望月のくまなきを千里(ちさと)の外までながめたるよりも、暁近くなりて待ち出でたるが、いと心深う、青みたるやうにて、深き山の杉の梢に見えたる、木の間の影、うちしぐれたる村雲がくれのほど、 またなくあはれなり。椎柴(しいしば)・白樫(しらかし)などの濡れぬるやうなる葉の上にきらめきたるこそ、身にしみて、心あらん友もがなと、都恋しう覚ゆれ。
口語訳
花は盛りを、月はかげりの無いのだけを見るべきものであろうか。雨に向かって月を恋しく思い、部屋に引きこもって春がどこへ行くのか、その行く末を知らないのも、いっそう趣深ものだ。
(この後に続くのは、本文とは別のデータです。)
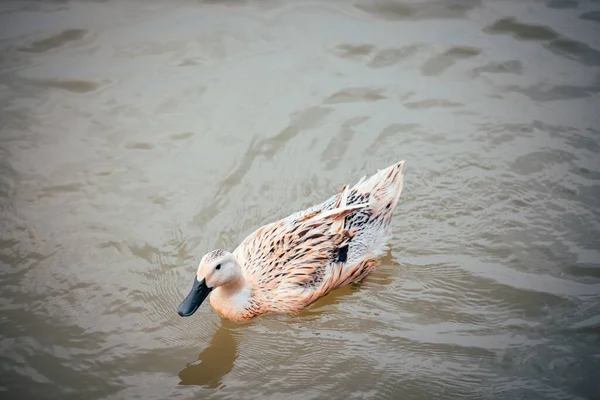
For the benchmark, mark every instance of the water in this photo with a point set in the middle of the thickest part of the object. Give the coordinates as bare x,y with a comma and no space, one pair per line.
138,135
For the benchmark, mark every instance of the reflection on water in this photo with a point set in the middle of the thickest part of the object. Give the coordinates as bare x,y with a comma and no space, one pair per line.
214,362
136,136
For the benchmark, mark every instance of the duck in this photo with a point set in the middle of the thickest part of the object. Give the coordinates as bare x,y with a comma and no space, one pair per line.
285,266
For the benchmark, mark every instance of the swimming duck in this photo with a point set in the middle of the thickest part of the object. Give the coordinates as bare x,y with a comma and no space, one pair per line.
285,266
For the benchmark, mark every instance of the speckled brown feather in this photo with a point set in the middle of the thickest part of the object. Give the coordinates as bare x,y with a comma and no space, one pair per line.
281,254
289,264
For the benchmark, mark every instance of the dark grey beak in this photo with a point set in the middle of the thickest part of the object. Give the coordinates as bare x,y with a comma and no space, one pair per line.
194,298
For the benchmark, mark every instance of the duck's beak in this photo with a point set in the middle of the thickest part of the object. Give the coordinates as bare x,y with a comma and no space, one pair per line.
194,298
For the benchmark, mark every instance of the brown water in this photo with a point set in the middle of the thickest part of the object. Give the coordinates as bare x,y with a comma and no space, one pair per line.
137,135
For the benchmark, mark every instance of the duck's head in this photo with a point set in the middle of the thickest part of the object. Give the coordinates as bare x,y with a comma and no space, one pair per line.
217,268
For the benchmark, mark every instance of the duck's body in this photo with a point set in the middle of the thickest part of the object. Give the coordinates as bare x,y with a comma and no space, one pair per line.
285,266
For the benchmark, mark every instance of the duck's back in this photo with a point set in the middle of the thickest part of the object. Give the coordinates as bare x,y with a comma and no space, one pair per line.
372,224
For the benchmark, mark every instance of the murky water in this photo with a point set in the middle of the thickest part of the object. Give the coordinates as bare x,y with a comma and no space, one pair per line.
137,135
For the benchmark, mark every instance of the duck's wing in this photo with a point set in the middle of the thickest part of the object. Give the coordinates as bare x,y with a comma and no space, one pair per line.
297,252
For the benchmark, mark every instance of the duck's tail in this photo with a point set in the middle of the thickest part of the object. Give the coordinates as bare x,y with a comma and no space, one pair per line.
383,189
382,192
今にも咲きそうにしている花の梢、花が散りしおれた庭などこそ見所は多い。歌の詞書にも「花見に出かけたのに、はやく散り過ぎたので」とも、「事情があって出かけることができなくて」なども書いているのは、「花を見て」と言うに劣った事だろうか。そんな事はない。
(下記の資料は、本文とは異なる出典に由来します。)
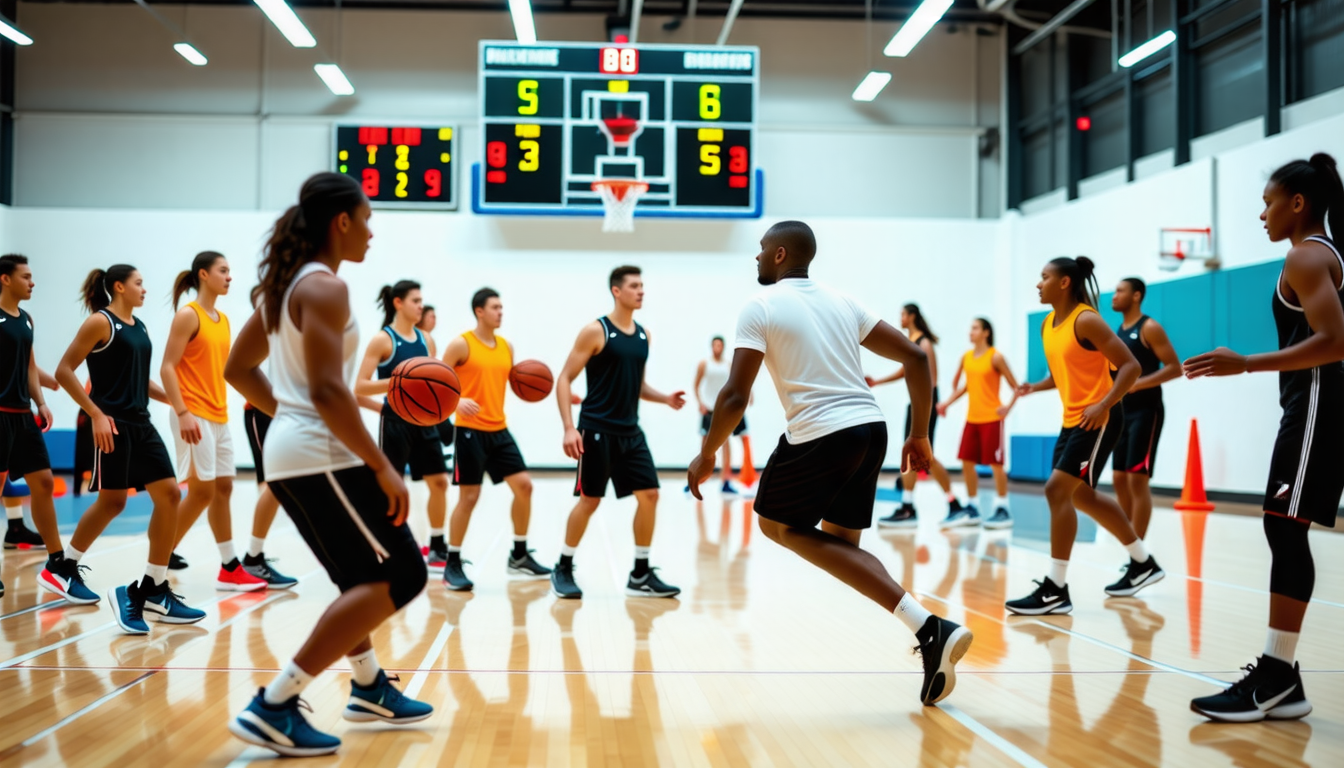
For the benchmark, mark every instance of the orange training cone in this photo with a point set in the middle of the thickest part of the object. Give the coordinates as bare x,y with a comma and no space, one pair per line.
1192,498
花が散り、月の傾くのを慕う習慣は、もっともなことなのに、ことに無粋な人ほど、「この枝もあの枝も散ってしまった。今は見所が無い」などと言うようだ。
あらゆる事も、始めと終わりこそが趣深いのだ。男女の機微も、ひたすらに逢って見ている間だけを言うものだろうか。逢えずに終わった残念さを思い、かりそめのはかない契りを恨み嘆き、長き夜をひとりで明かし、はるかかたなを思いやり、みすぼらしい宿に昔をしのぶのこそ、男女の情緒を解すると言えよう。
満月のかげりないのを千里先まで見渡せる所でながめるよりも、夜明け近くなって待ちに待った月が出たのを、たいそう心深く、青みがかったように、深い山の杉の梢に月が見えている、木の間の月影、さっと時雨を降らせた一群の雲に隠れている様子、比べようもなく趣深い。
群生した椎の木・白樫などの濡れたような葉の上に(月の光が反射して)きらめいているのこそ、身にしみて、風流を解する友がいたらなあと、都が恋しく思われる。